Trotz dieser schwierigen Umstände setzen viele Fabriken im Rahmen des Bottom-Up-Programms bereits sinnvolle Maßnahmen um. Kalayu ist es wichtig zu betonen, dass eine nachhaltige Produktion sogar billiger sein kann. Wenn effizienter gearbeitet und die Ressourcen besser genutzt würden, würde weniger Abfall anfallen. Somit müsse dann die Fabrik weniger Ressourcen einkaufen, so der Projektleiter.

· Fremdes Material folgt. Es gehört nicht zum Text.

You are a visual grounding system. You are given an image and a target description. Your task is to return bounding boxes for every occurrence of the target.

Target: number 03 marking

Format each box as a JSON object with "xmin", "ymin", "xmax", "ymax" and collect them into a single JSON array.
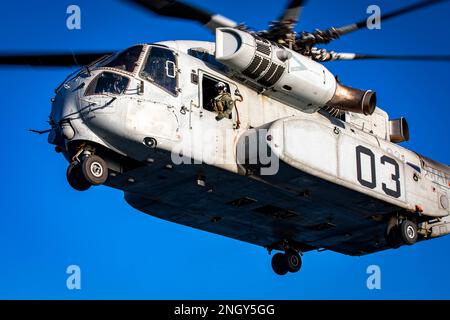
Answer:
[
  {"xmin": 380, "ymin": 156, "xmax": 401, "ymax": 198},
  {"xmin": 356, "ymin": 146, "xmax": 401, "ymax": 198}
]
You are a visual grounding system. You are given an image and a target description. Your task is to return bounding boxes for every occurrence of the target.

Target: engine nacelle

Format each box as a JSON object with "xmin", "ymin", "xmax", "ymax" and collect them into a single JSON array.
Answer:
[{"xmin": 215, "ymin": 28, "xmax": 376, "ymax": 115}]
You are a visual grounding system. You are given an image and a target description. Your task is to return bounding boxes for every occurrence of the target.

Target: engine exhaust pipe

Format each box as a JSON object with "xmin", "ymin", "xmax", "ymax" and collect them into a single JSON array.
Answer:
[{"xmin": 327, "ymin": 83, "xmax": 377, "ymax": 115}]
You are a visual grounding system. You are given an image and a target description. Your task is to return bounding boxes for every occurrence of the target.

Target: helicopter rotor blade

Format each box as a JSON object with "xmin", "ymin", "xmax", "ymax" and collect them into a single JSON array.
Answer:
[
  {"xmin": 127, "ymin": 0, "xmax": 237, "ymax": 32},
  {"xmin": 334, "ymin": 0, "xmax": 449, "ymax": 37},
  {"xmin": 0, "ymin": 52, "xmax": 111, "ymax": 67},
  {"xmin": 264, "ymin": 0, "xmax": 307, "ymax": 41},
  {"xmin": 330, "ymin": 53, "xmax": 450, "ymax": 62},
  {"xmin": 298, "ymin": 0, "xmax": 449, "ymax": 47},
  {"xmin": 278, "ymin": 0, "xmax": 307, "ymax": 26}
]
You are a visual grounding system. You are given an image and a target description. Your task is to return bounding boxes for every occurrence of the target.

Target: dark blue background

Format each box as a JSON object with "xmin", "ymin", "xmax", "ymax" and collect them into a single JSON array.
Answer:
[{"xmin": 0, "ymin": 0, "xmax": 449, "ymax": 299}]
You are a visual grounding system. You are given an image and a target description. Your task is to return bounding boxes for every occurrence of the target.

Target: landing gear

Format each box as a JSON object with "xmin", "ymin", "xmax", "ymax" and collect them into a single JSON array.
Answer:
[
  {"xmin": 385, "ymin": 221, "xmax": 402, "ymax": 249},
  {"xmin": 285, "ymin": 250, "xmax": 302, "ymax": 273},
  {"xmin": 385, "ymin": 218, "xmax": 418, "ymax": 248},
  {"xmin": 399, "ymin": 220, "xmax": 418, "ymax": 245},
  {"xmin": 271, "ymin": 253, "xmax": 288, "ymax": 276},
  {"xmin": 66, "ymin": 163, "xmax": 91, "ymax": 191},
  {"xmin": 81, "ymin": 155, "xmax": 109, "ymax": 185},
  {"xmin": 271, "ymin": 250, "xmax": 302, "ymax": 276},
  {"xmin": 66, "ymin": 150, "xmax": 109, "ymax": 191}
]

Bewusster Konsum: Die Rolle der Verbraucher*innen

Kalayu hält es für wichtig, dass auch die Verbraucher*innen aktiv werden. Er sieht uns Europäer*innen in der Verantwortung, die Modeunternehmen nach deren Produktionsbedingungen zu fragen. “Diese schädlichen Chemikalien bedrohen nicht nur die Textilarbeiter*innen, sondern sie gelangen auch in den Körper der Verbraucher*innen. Und werfen Sie nicht einfach alles weg, denn die Herstellung eines Kleidungsstücks verbraucht so viel Wasser, Strom und andere Rohstoffe. Achten Sie also bewusst auf Ihre Kleidung.”

Über Bottom UP!

Das Projekt wird mit Mitteln der Europäischen Union und einer Kofinanzierung durch das niederländische Außenministerium finanziert.  Am Programm sind 14 äthiopische Baumwollfarmen, Spinnereien und Textilfabriken mit insgesamt 19.200 Arbeiter*innen beteiligt. Nachhaltigkeit steht dabei vom Baumwollfeld bis zum Kleidungsstück an erster Stelle, mit dem Ziel inklusives Wachstum, einen bewussten Umgang mit Ressourcen, verbesserte Arbeitsbedingungen und Umweltstandards in Äthiopien zu erreichen. Darüber hinaus möchte Bottom UP! für mehr Transparenz in Europa 175 EU-Unternehmen aktivieren und 1,2 Millionen Verbraucher*innen in den Niederlanden, Dänemark sowie Deutschland bei verantwortungsbewussten Kaufentscheidungen unterstützen.

Bottom UP! ist ein von der EU finanziertes Projekt, das zu einer nachhaltigen, integrativen und transparenten Wertschöpfungskette beitragen soll – und so die Arbeitsbedingungen vor Ort verbessert sowie die Arbeits- und Umweltstandards in der äthiopischen Baumwoll- und Bekleidungsindustrie fördert.

Projektpartner: Solidaridad Network, MVO Netherland und Ethical Trade Denmark (bisher bekannt als Danish Ethical Trading Initiative (DIEH)).